Women are always right and men are always wrong.

aSofaNearYou · 11/03/2021 09:57

@Youllbeoldertoo

This is tricky. I’d do as they ask in this instance so they can’t say “oh but you wouldn't give us space” I would express to your husband how hurt you are in having to leave and I would consider maybe leaving for good. You have a DH problem.
But why should a person be expected to give others space by not being in their own home? The obvious (and correct) response if they were to say that would be "you were perfectly capable of going out yourself if you wanted space". There is no other context in which a family member could be reasonably berated for not leaving their own home to give others space.
aSofaNearYou · 11/03/2021 09:59

I think the key here is "get to the bottom of it". If he is asking you to stay somewhere else so they can talk about this whole thing then I would do it. You being in the bedroom and then coming to dinner etc. Would make is very awkward and the kid might not be open and honest. With you being out of the house the conversation can be longer, take breaks, throw temper tantrum and get back to comvo.

The same would be true if THEY were out of the house for the weekend, and that wouldn't be an imposition on OP.

CuteBear · 11/03/2021 10:00

“my 13 year old daughter lives with my ex husband and visits at weekends and hates my second husband . She is now saying she won’t visit if my husband is home. Is it unreasonable of me to ask my dh to move out for the weekend so I can spend time with dd and try to get to the bottom of this”

I don’t agree with this either. The DM and DD should spend 1:1 time away from home, not kick the DP out of his own home.

If OP’s DH wants OP to move out for the weekend, then he needs to pay for a spa weekend. He needs to pay for overnight stay and a range of spa treatments. If he asks OP to pay for a budget hotel then that is not on.

LolaSmiles · 11/03/2021 10:01

Women are always right and men are always wrong.
Hardly.

I'd argue that any parent who was so invested in trying to destroy their ex's marriage is a controlling arsehole, regardless of their sex.

In this situation it's a female ex who thinks she has the right to dictate to her ex who he can marry, and has been dripping this in the ear of their child. In the middle of this there is now a 13 year old who feels entitled to kick another woman out of her home.
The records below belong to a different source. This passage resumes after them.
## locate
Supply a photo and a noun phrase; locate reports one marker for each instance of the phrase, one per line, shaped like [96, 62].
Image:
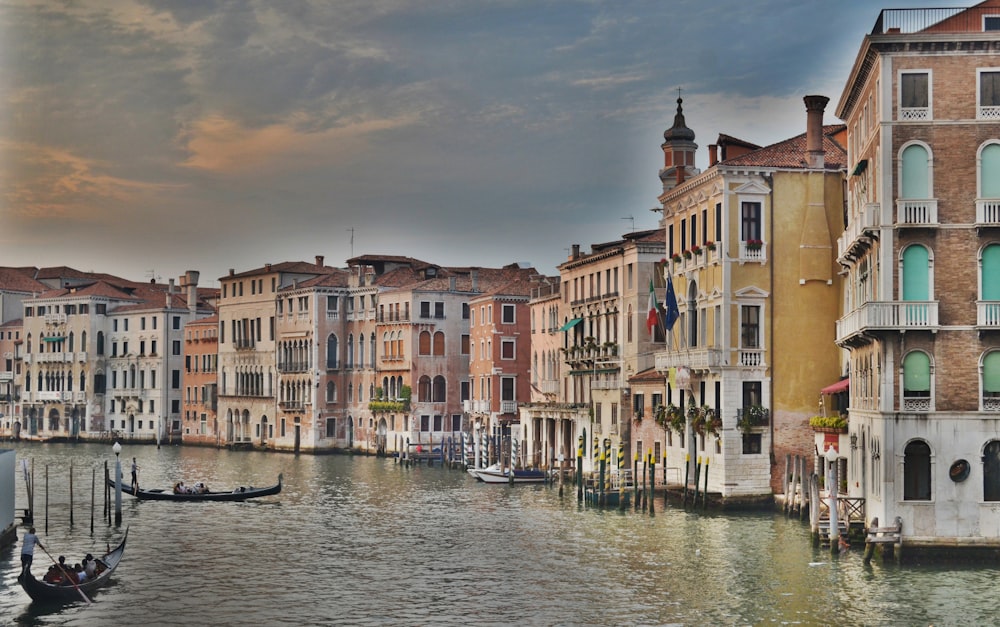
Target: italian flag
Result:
[653, 315]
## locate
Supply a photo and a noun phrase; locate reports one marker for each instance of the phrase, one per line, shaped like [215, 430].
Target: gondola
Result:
[239, 494]
[44, 592]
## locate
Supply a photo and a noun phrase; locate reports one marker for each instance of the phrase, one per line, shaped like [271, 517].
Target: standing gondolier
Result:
[135, 475]
[28, 549]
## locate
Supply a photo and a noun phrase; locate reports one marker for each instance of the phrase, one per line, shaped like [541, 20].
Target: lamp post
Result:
[831, 486]
[117, 448]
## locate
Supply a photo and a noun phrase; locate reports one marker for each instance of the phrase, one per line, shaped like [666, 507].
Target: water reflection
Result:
[364, 541]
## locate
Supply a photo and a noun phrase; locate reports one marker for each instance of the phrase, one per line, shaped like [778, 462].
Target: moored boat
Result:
[495, 474]
[241, 493]
[46, 592]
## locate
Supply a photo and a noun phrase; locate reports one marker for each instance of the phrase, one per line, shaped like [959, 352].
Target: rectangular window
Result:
[507, 316]
[914, 95]
[989, 94]
[506, 349]
[751, 221]
[750, 326]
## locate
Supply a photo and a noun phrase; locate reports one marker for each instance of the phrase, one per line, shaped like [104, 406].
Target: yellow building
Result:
[751, 246]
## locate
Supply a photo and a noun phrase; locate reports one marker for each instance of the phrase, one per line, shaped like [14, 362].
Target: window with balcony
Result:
[916, 287]
[988, 314]
[991, 382]
[917, 471]
[915, 95]
[991, 471]
[916, 205]
[989, 94]
[917, 382]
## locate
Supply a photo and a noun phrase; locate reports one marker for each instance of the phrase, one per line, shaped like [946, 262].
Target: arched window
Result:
[917, 382]
[989, 172]
[991, 382]
[917, 471]
[439, 389]
[991, 471]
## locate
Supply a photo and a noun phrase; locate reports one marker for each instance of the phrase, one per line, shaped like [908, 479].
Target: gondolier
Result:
[135, 475]
[28, 549]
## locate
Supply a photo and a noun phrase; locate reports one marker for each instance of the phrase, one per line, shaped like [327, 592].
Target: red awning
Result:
[837, 387]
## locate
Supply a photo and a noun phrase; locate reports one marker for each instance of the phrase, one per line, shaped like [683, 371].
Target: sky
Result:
[146, 138]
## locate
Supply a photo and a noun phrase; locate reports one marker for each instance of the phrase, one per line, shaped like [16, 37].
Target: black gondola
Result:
[45, 592]
[239, 494]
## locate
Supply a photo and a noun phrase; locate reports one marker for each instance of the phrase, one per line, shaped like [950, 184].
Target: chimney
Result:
[815, 105]
[191, 282]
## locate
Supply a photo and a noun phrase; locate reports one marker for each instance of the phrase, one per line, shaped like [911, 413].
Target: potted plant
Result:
[828, 424]
[752, 417]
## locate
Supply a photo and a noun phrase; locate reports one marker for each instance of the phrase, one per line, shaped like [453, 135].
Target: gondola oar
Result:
[68, 576]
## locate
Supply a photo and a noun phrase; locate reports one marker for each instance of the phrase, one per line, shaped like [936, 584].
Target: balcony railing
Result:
[988, 212]
[889, 316]
[865, 223]
[916, 212]
[988, 314]
[694, 358]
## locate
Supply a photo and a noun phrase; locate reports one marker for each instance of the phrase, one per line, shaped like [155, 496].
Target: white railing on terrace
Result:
[867, 219]
[914, 113]
[698, 358]
[610, 383]
[753, 253]
[916, 212]
[901, 315]
[988, 313]
[751, 358]
[988, 113]
[988, 211]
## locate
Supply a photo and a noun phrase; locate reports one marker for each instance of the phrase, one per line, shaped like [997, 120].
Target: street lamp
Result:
[832, 486]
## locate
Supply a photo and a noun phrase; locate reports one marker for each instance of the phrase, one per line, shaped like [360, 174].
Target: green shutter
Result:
[991, 372]
[914, 183]
[917, 372]
[916, 273]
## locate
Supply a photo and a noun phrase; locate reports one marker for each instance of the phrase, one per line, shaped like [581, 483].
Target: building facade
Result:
[921, 252]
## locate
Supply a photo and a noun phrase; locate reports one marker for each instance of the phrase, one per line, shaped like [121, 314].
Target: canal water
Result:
[363, 541]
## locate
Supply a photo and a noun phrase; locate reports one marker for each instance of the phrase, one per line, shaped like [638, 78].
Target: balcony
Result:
[694, 358]
[988, 212]
[916, 212]
[988, 314]
[888, 316]
[752, 252]
[860, 231]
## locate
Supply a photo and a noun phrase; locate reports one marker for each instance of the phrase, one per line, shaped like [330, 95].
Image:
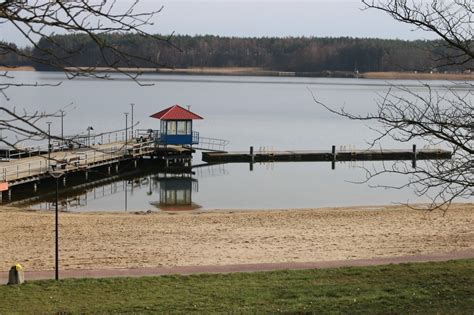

This isn't about men vs women. It's about whether controlling ex partners should be allowed to use their children as weapons against their other parent, and whether someone should be kicked out of their own house because a manipulative ex is shit stirring.

Porridgeoat · 11/03/2021 10:01

As a one off yes. He will need to go to a hotel next time.

aSofaNearYou · 11/03/2021 10:02

@CuteBear

“my 13 year old daughter lives with my ex husband and visits at weekends and hates my second husband . She is now saying she won’t visit if my husband is home. Is it unreasonable of me to ask my dh to move out for the weekend so I can spend time with dd and try to get to the bottom of this”

I don’t agree with this either. The DM and DD should spend 1:1 time away from home, not kick the DP out of his own home.

If OP’s DH wants OP to move out for the weekend, then he needs to pay for a spa weekend. He needs to pay for overnight stay and a range of spa treatments. If he asks OP to pay for a budget hotel then that is not on.

Agreed. This should only be considered if OP going away would be an actual treat for her.
PinkiOcelot · 11/03/2021 10:04

Basically no. I would say fair enough if your family was around and you could have a family weekend, but kicked out of your house, alone for the weekend. Sod that!!

Your DH takes his son away for the weekend.

toocold54 · 11/03/2021 10:05

I’d go to a fancy hotel (if they’re open) and have a lovely spa weekend and some you time. I would usually suggest staying at home but I do think it is a good idea that your DH gets to the bottom of why he feels that way and you may feel uncomfortable if you’re there too.

Crabbypaddy · 11/03/2021 10:06

Ha... no I wouldn’t be moving out my own home to accommodate a spoiled child.

Pleaseaddcaffine · 11/03/2021 10:08

Could ds and dp sleep in a tent in the garden voila loads of space.
Seriously op don't put up with it. I would never dream of telling my partner he couldn't stay in our house and he dosnt even own /pay towards it!